Le jeune et la compétition
« Une période de grand bouleversement »
Questions à Anne Desplanques, psychologue et psychothérapeute spécialisée dans le sport.
Qu’est-ce qui caractérise un enfant de 11-12 ans ?
C’est la première bonne question à se poser ! En effet, c’est la période de la pré-puberté, un passage extrêmement sensible sur le plan du développement physique, moteur et psychologique. Une période de croissance qui constitue aussi une période de grande fragilité sur les plans de l’estime de soi et du rapport aux autres, et qui se caractérise par beaucoup d’inquiétude chez le jeune, de l’anxiété, de l’irritabilité et de la susceptibilité. Il s’agit donc d’être attentif dans les paroles et les explications. L’humour peut, par exemple, être mal compris, une moquerie du groupe peut provoquer du rejet et un repli sur soi.
Qu’est-ce que la compétition pour un jeune de cet âge ?
Cela peut être inhibant, au contraire un exutoire, ou encore un refuge pour d’autres, pour surmonter cette période de grand bouleversement dans leur vie, qui va déboucher, pour certains, sur une vocation, une envie très forte vers 13-14 ans de faire du sport de façon intensive, voire de penser à devenir champion. Dans ce cadre-là, l’objectif est une balise. L’entraîneur, lui, est d’abord un éducateur, qui contribue à une construction qui va au-delà de la victoire ou de la défaite. Le sport forme les jeunes et la qualité de ce qu’ils sont ne se résume pas à leur performance en compétition : l’engagement à l’entraînement, les efforts, tout cela est très important à mettre en valeur.
Quelles sont les clés du discours à tenir ?

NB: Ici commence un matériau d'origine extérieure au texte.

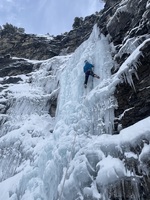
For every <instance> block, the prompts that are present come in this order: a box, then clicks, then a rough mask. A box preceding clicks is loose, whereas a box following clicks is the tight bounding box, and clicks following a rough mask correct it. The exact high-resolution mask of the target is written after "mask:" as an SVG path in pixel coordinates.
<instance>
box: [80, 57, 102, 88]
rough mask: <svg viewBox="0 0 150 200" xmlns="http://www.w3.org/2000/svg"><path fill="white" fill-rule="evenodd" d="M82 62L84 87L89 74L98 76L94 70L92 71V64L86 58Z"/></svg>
mask: <svg viewBox="0 0 150 200" xmlns="http://www.w3.org/2000/svg"><path fill="white" fill-rule="evenodd" d="M84 63H85V65H84V67H83V71H84V73H85V81H84V87H85V88H86V87H87V82H88V78H89V76H93V77H95V78H98V79H99V78H100V77H99V76H98V75H96V74H94V72H93V68H94V65H92V64H91V63H89V62H88V61H87V60H85V61H84Z"/></svg>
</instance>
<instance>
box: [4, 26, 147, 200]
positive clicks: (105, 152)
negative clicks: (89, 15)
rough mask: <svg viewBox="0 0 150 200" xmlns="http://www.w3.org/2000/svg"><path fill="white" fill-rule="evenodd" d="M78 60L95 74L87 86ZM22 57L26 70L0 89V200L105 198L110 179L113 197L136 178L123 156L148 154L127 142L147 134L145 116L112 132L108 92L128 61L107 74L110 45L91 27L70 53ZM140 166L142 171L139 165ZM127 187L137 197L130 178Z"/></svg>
mask: <svg viewBox="0 0 150 200" xmlns="http://www.w3.org/2000/svg"><path fill="white" fill-rule="evenodd" d="M137 55H138V54H137ZM14 59H15V58H14ZM84 60H88V61H89V62H91V63H92V64H93V65H94V72H95V73H96V74H98V75H99V76H100V79H93V78H92V77H90V79H89V82H88V87H87V89H85V88H84V85H83V83H84V73H83V64H84ZM130 61H131V59H130ZM28 62H32V63H33V64H34V66H35V68H34V71H33V72H32V73H30V74H28V76H26V75H18V77H21V78H22V80H23V81H20V83H19V84H11V85H9V86H8V87H6V88H5V89H3V90H2V91H1V92H0V97H1V99H0V103H3V102H7V104H8V105H9V109H8V110H7V112H6V114H1V115H0V120H1V129H0V147H1V148H0V200H99V199H101V200H108V199H109V193H110V189H109V186H110V185H111V189H112V190H113V191H114V197H115V195H116V197H119V198H120V199H121V195H124V196H125V194H124V190H125V187H126V182H125V180H126V179H128V178H130V177H134V179H135V180H138V178H139V177H137V176H136V174H135V172H134V171H132V170H130V168H129V167H128V166H127V165H126V160H127V159H131V158H133V159H136V160H138V162H140V163H141V165H142V164H143V163H144V162H145V160H144V158H145V156H147V155H148V154H149V152H150V148H149V146H148V145H145V146H144V147H143V151H142V152H141V154H140V155H138V157H137V155H136V154H135V152H132V151H131V148H130V147H131V146H136V145H138V144H137V143H138V142H140V141H141V138H144V137H145V138H147V140H149V139H150V123H149V120H150V118H147V119H145V120H143V121H141V122H139V123H137V124H135V125H133V126H131V127H129V128H127V129H124V130H122V131H121V133H120V134H119V135H112V133H113V124H114V109H115V108H116V107H117V101H116V100H115V98H114V95H113V93H114V91H115V86H116V84H117V83H118V82H119V81H120V74H121V72H122V73H124V71H123V70H122V69H126V71H127V68H128V66H126V65H123V66H122V68H121V69H120V71H118V73H117V74H114V75H113V76H112V75H111V69H112V67H113V65H114V63H113V59H112V56H111V49H110V44H109V43H108V39H107V38H106V37H105V36H104V35H103V34H101V33H100V32H99V29H98V28H97V26H96V25H95V26H94V28H93V32H92V33H91V35H90V37H89V39H88V40H87V41H85V42H84V43H82V44H81V45H80V47H79V48H77V49H76V51H75V52H74V53H73V54H72V55H68V56H57V57H54V58H52V59H49V60H45V61H31V60H28ZM37 64H40V68H38V67H37ZM128 64H129V62H128ZM0 81H2V80H0ZM54 101H57V110H56V116H55V117H52V116H51V115H50V114H49V112H50V110H49V109H50V108H49V107H50V105H51V104H52V102H54ZM143 166H144V165H143ZM142 170H143V171H144V172H145V173H147V168H146V167H144V168H142ZM116 182H117V183H118V185H117V187H115V185H114V186H113V183H116ZM133 186H134V187H133V188H134V189H133V193H134V197H133V198H131V200H133V199H136V200H137V199H139V191H138V189H137V182H136V181H133ZM128 199H130V198H128Z"/></svg>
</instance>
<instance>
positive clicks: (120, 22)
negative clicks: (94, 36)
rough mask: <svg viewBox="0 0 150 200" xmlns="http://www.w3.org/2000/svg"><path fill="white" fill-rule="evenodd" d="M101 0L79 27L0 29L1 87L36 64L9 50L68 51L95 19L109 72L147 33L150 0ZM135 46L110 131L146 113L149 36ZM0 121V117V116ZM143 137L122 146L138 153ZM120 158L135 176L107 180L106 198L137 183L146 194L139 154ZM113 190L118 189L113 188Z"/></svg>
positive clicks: (2, 108) (130, 190) (149, 87)
mask: <svg viewBox="0 0 150 200" xmlns="http://www.w3.org/2000/svg"><path fill="white" fill-rule="evenodd" d="M105 2H106V4H105V7H104V9H103V10H102V11H101V12H100V13H99V14H98V15H91V16H89V17H86V18H85V20H83V22H82V23H81V24H80V25H79V26H78V27H76V28H75V29H73V30H72V31H70V32H69V33H65V34H62V35H59V36H56V37H53V38H51V39H48V38H45V37H37V36H35V35H28V34H20V33H15V34H9V33H8V34H5V35H1V38H0V55H1V56H2V57H1V58H0V77H6V76H7V78H5V79H3V81H2V82H0V83H1V86H0V91H2V90H3V89H4V87H3V86H4V85H5V87H7V84H11V83H16V84H17V83H18V82H19V81H20V80H21V78H18V77H17V78H16V77H15V75H18V74H27V73H30V72H32V70H33V69H34V67H35V66H34V65H33V64H32V63H29V62H27V61H26V60H24V59H16V60H14V59H11V57H9V56H4V55H6V54H11V56H17V57H23V58H29V59H40V60H42V59H48V58H51V57H53V56H56V55H60V54H62V55H63V54H66V53H71V52H73V51H74V50H75V49H76V48H77V47H78V46H79V45H80V44H81V43H82V42H83V41H84V40H86V39H87V38H88V37H89V35H90V33H91V30H92V27H93V25H94V24H95V22H97V24H98V26H99V28H100V30H101V32H102V33H103V34H104V35H107V36H108V38H109V39H110V43H111V46H113V48H114V50H113V52H112V56H113V58H114V69H113V70H112V73H116V72H117V71H118V70H119V68H120V66H121V65H122V63H123V62H124V61H125V60H126V59H127V58H128V57H129V56H130V55H131V54H132V53H133V51H134V50H135V49H136V48H137V46H139V44H142V43H143V42H144V41H145V40H146V39H148V38H150V1H149V0H140V1H139V0H134V1H133V0H122V1H121V0H106V1H105ZM139 51H141V52H142V54H141V56H140V57H139V58H138V60H137V63H136V67H137V70H136V72H137V76H135V75H134V74H132V73H131V76H132V78H133V83H134V87H132V86H130V85H129V84H127V83H125V81H122V82H121V83H120V84H119V85H118V86H117V88H116V90H115V97H116V100H117V102H118V107H117V108H116V110H115V119H116V120H115V130H114V132H117V133H119V127H122V128H126V127H128V126H130V125H133V124H134V123H136V122H138V121H140V120H142V119H144V118H146V117H148V116H149V114H150V40H149V41H148V40H147V42H146V43H145V44H144V45H143V47H142V48H140V50H139ZM39 65H40V64H39ZM36 67H38V66H36ZM49 105H50V106H49V114H50V115H51V116H52V117H54V116H55V111H56V107H57V97H55V98H52V99H50V101H49ZM8 108H9V104H7V102H2V103H1V106H0V113H3V114H5V113H6V112H7V109H8ZM0 123H2V122H1V121H0ZM141 141H142V143H141V144H140V142H141ZM141 141H139V145H137V146H135V147H134V148H133V147H131V146H130V147H124V148H125V151H127V152H128V149H129V150H132V152H134V153H135V154H137V155H140V153H141V152H142V148H143V146H144V145H145V144H147V145H149V141H147V140H146V138H142V140H141ZM120 159H126V160H125V164H126V166H127V167H128V168H130V171H134V175H136V176H134V177H133V179H132V180H131V179H127V180H118V181H117V182H116V183H115V184H113V185H108V186H107V189H108V193H109V199H111V200H117V199H131V200H133V199H136V197H135V196H133V195H134V194H133V193H136V188H138V190H139V191H140V192H141V194H140V197H139V198H138V199H141V200H149V199H150V195H149V189H148V188H150V181H149V175H150V171H148V173H147V174H144V173H142V172H140V170H138V168H139V169H140V167H139V166H140V163H139V160H138V159H137V158H134V157H131V158H120ZM144 162H145V163H146V166H149V165H150V163H149V160H147V159H146V160H144ZM135 178H136V179H135ZM136 181H137V182H136ZM123 182H124V184H122V183H123ZM133 182H134V184H133ZM133 185H134V186H135V187H134V188H133ZM113 191H117V192H116V194H114V192H113ZM133 191H134V192H133Z"/></svg>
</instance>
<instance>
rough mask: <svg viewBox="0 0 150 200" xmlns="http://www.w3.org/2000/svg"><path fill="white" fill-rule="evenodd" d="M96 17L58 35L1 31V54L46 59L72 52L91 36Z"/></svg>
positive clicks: (86, 18) (96, 16) (22, 56)
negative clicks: (79, 45)
mask: <svg viewBox="0 0 150 200" xmlns="http://www.w3.org/2000/svg"><path fill="white" fill-rule="evenodd" d="M96 18H97V16H95V15H91V16H89V17H86V18H85V20H84V21H83V22H82V24H81V26H79V27H78V28H75V29H73V30H71V31H70V32H69V33H65V34H62V35H58V36H56V37H49V36H47V37H46V36H45V37H42V36H41V37H40V36H36V35H33V34H24V33H19V32H14V33H9V32H6V33H5V34H2V32H0V55H1V56H4V55H6V54H10V55H11V56H12V57H13V56H16V57H22V58H27V59H35V60H44V59H48V58H52V57H54V56H58V55H59V54H66V53H71V52H73V51H74V50H75V49H76V48H77V47H78V46H79V45H80V44H81V43H82V42H83V41H84V40H86V39H87V38H88V37H89V35H90V33H91V31H92V28H93V24H94V23H95V21H96Z"/></svg>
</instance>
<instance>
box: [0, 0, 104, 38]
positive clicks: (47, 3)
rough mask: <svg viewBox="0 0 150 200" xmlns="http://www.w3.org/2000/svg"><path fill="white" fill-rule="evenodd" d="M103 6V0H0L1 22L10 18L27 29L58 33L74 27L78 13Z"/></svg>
mask: <svg viewBox="0 0 150 200" xmlns="http://www.w3.org/2000/svg"><path fill="white" fill-rule="evenodd" d="M102 8H103V3H102V0H0V25H4V24H5V23H6V22H8V23H11V24H13V25H15V26H17V27H22V28H25V32H26V33H35V34H46V33H49V34H50V35H58V34H61V33H64V32H66V31H69V30H71V29H72V24H73V22H74V18H75V17H85V16H87V15H90V14H92V13H95V11H100V10H101V9H102Z"/></svg>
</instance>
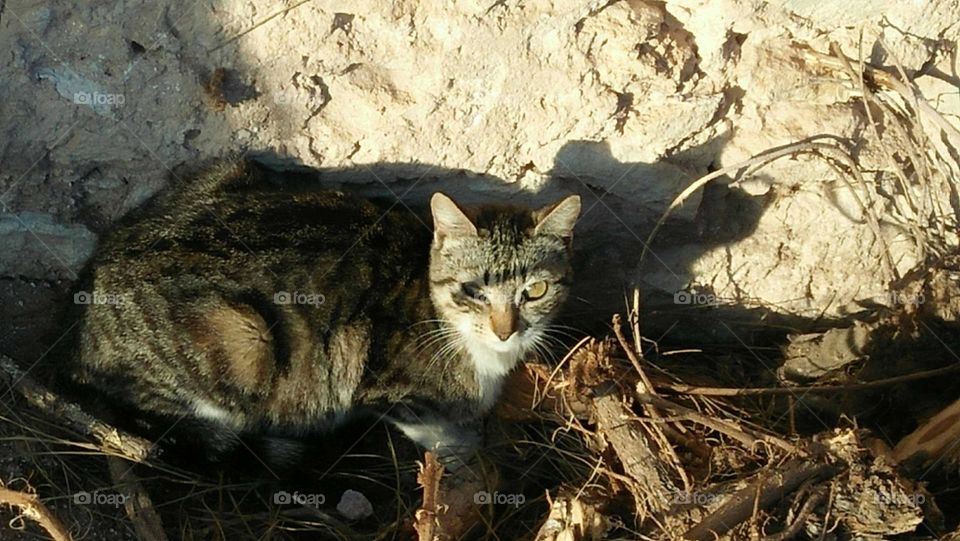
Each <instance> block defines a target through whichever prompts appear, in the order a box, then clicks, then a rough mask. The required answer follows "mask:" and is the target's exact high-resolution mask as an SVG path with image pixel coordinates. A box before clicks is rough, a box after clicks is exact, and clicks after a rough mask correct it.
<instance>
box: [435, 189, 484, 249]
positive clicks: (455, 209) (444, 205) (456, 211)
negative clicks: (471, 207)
mask: <svg viewBox="0 0 960 541" xmlns="http://www.w3.org/2000/svg"><path fill="white" fill-rule="evenodd" d="M430 210H431V211H432V212H433V231H434V235H435V236H436V238H437V239H442V238H444V237H463V236H470V235H476V234H477V227H476V226H475V225H473V222H471V221H470V218H469V217H468V216H467V215H466V214H464V212H463V211H462V210H460V207H458V206H457V204H456V203H454V202H453V199H450V198H449V197H447V196H446V195H444V194H442V193H440V192H437V193H435V194H433V197H432V198H430Z"/></svg>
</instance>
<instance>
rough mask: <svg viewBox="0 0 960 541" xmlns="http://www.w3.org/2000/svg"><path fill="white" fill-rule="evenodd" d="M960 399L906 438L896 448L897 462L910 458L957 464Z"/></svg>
mask: <svg viewBox="0 0 960 541" xmlns="http://www.w3.org/2000/svg"><path fill="white" fill-rule="evenodd" d="M958 441H960V400H957V401H956V402H954V403H952V404H950V405H949V406H947V407H946V408H944V409H942V410H940V412H939V413H937V414H936V415H934V416H933V417H931V418H930V419H928V420H927V421H926V422H925V423H923V424H921V425H920V426H919V427H917V429H916V430H914V431H913V432H911V433H910V434H908V435H907V436H905V437H904V438H903V439H901V440H900V442H899V443H898V444H897V446H896V447H894V449H893V459H894V460H895V461H896V462H898V463H900V462H904V461H906V460H908V459H910V460H918V461H921V462H923V463H926V464H930V463H934V462H936V463H939V464H956V463H957V459H958V457H960V446H958V445H957V442H958Z"/></svg>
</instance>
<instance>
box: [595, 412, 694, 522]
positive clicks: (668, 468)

L’aider à se rassurer face à ces repères qui peuvent être mis à mal. Le pré-ado dont nous parlons va grandir, souvent de dix à quinze centimètres en un an, être désynchronisé dans ses mouvements, perdre des sensations, des repères techniques et gestuels, il est aussi amené à devoir gérer un équilibre nouveau… Cela demande beaucoup d’énergie, une grande fatigabilité qu’il ne saura pas gérer seul. Il faut donc le faire pour lui : savoir alléger des séances et la charge d’entraînement, et lui expliquer qu’il ne doit pas culpabiliser pour cela, qu’il s’agit de bien s’entraîner justement. Il faut l’aider à garder la motivation pour qu’il ne se sente pas trop en difficulté. Les mots doivent souligner que cette période d’instabilité est normale. Dans l’attitude, on peut chercher à le responsabiliser sur des petites choses qu’il peut faire pour le club, pour préparer la séance, etc. Le message induit, c’est « on te fait confiance ». Il s’agit d’inclure le jeune dans le processus de socialisation duquel il a souvent tendance à s’exclure lui-même.
Quel peut-être le rôle du collectif ?
Il est très important, il rassure, on peut s’y cacher un peu, se mettre à l’abri de sa bienveillance et profiter de sa dynamique positive. On peut aussi se retrouver en « leader », ce qui également valorisant.
Et celui des parents ?
Il doit être fait de respect et de coopération. Les familles soutiennent généralement leur enfant, mais il n’est pas toujours évident de se situer. Être présent, soutenir, mais ne pas interférer au risque de placer l’enfant dans ce que l’on appelle un conflit de loyauté, où il est pris entre l’entraîneur et ses parents, ce qui est très difficile à gérer pour lui. On peut ne pas être d’accord en tant que parent, mais il faut vraiment respecter le cadre sportif. Dans un club, j’ai vu la mise en place d’une charte d’engagement des parents en début de saison, suite à une réunion d’information et d’échange. C’était un contrat moral avec une signature symbolique, mais cela avait aidé à poser les choses et je trouve que c’est une piste intéressante. Chacun doit rester à sa place. C’est la responsabilité de l’adulte de montrer l’exemple.